I'm an administrator of a social game which uses MySQL(Percona 5.1.56 to be precise) for data storage(all tables have InnoDB type). There are about 2 millions of players in the game and database size is about 100Gb and it's gradually growing. There are a few tables which have >500 millions records already.
The game DB is running pretty smoothly even not sharded on a single powerful enough non-virtualized Linux Debian 6 server(24 GB RAM, hardware Adaptec RAID-10, with a couple of read-only slaves). The problem is that from time to time(once a month or two) MySQL crashes with data corruption as following:
InnoDB: Database page corruption on disk or a failed InnoDB: file read of page XXXX.
InnoDB: You may have to recover from a backup.

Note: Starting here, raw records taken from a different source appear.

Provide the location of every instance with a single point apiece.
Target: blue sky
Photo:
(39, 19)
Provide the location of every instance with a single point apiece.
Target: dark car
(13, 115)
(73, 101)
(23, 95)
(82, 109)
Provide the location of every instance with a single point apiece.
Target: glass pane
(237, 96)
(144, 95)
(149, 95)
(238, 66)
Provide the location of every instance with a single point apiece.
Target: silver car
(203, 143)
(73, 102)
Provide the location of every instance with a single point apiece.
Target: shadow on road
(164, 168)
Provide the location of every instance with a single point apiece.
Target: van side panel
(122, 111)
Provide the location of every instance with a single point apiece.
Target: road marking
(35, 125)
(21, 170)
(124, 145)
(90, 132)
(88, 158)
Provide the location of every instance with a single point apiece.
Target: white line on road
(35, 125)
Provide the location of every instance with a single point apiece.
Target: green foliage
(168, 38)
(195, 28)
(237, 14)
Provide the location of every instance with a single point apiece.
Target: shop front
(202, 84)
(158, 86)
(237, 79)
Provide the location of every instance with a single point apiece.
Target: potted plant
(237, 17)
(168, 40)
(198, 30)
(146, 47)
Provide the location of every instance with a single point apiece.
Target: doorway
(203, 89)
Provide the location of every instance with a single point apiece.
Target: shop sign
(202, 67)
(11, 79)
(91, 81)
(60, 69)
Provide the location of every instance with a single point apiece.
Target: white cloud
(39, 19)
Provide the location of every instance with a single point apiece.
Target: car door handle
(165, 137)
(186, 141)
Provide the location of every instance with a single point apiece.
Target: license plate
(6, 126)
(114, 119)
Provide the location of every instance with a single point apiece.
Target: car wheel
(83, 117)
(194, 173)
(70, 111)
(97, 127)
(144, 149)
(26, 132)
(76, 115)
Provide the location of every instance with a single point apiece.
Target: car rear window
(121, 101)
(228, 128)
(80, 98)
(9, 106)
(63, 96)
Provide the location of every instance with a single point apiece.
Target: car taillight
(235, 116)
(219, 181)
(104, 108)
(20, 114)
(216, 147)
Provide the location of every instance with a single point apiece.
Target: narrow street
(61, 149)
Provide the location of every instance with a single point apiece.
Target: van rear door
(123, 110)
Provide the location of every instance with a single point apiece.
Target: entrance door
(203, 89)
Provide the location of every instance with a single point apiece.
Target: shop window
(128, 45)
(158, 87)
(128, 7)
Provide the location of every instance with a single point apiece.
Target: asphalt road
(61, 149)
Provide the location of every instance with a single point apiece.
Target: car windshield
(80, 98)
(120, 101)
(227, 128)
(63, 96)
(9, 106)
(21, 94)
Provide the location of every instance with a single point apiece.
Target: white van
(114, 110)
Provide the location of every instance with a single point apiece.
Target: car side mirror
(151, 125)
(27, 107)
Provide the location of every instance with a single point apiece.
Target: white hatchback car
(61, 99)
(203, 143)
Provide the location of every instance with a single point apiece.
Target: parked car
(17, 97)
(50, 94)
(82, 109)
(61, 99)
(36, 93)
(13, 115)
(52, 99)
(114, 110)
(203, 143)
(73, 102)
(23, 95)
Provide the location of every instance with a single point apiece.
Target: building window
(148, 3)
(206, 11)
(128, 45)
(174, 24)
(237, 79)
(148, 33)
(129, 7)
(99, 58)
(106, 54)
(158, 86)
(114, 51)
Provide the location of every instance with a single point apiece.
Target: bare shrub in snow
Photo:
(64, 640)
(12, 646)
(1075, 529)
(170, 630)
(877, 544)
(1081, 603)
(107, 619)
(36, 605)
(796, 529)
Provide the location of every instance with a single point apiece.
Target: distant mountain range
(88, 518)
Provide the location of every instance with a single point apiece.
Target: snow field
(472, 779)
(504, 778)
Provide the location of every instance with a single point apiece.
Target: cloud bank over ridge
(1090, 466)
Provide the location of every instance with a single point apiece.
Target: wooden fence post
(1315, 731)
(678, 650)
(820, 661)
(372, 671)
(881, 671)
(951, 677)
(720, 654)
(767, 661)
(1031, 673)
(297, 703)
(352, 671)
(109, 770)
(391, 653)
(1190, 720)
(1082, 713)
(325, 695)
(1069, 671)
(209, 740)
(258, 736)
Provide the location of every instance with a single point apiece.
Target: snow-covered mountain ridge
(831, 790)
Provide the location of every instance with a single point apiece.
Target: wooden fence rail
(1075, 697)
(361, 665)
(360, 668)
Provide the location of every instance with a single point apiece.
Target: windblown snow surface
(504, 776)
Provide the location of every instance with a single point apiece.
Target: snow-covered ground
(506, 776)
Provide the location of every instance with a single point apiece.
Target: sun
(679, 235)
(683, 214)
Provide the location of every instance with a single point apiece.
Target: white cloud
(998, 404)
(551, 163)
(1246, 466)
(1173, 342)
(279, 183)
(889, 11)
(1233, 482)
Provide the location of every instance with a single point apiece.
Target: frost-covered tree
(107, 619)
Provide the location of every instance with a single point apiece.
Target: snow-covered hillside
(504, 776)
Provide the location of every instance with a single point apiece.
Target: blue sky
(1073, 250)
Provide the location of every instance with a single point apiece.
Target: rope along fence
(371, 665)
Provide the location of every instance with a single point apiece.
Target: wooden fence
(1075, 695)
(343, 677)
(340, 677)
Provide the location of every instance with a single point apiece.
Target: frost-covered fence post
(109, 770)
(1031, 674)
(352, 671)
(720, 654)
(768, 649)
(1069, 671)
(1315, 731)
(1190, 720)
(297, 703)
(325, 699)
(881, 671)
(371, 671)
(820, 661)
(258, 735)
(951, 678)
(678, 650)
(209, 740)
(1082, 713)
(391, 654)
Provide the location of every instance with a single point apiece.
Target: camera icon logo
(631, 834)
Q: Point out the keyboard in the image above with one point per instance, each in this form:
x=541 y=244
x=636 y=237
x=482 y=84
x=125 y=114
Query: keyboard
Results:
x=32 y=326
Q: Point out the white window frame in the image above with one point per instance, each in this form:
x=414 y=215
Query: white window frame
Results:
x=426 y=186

Restoring from such errors is quite a painful process. Which usually requires promoting one of the slaves being a new master, directing the traffic to this new master and creating the backup slave for this master. There is some downtime which makes players really mad...
Percona folks told me it was the hardware's fault and at first I thought it was the hardware to blame too but after I've changed several servers I don't know what to think really.
Is there any chance it's MySQL corrupting the data? I've already started looking at alternatives(e.g PostgreSQL, or even something radical like Cassandra). But of course I know that every new product has its own baggage of bugs and quirks not to mention the costs of migration....
I'm pulling out my hair(today I've faced another crash), so if you have any ideas, please share...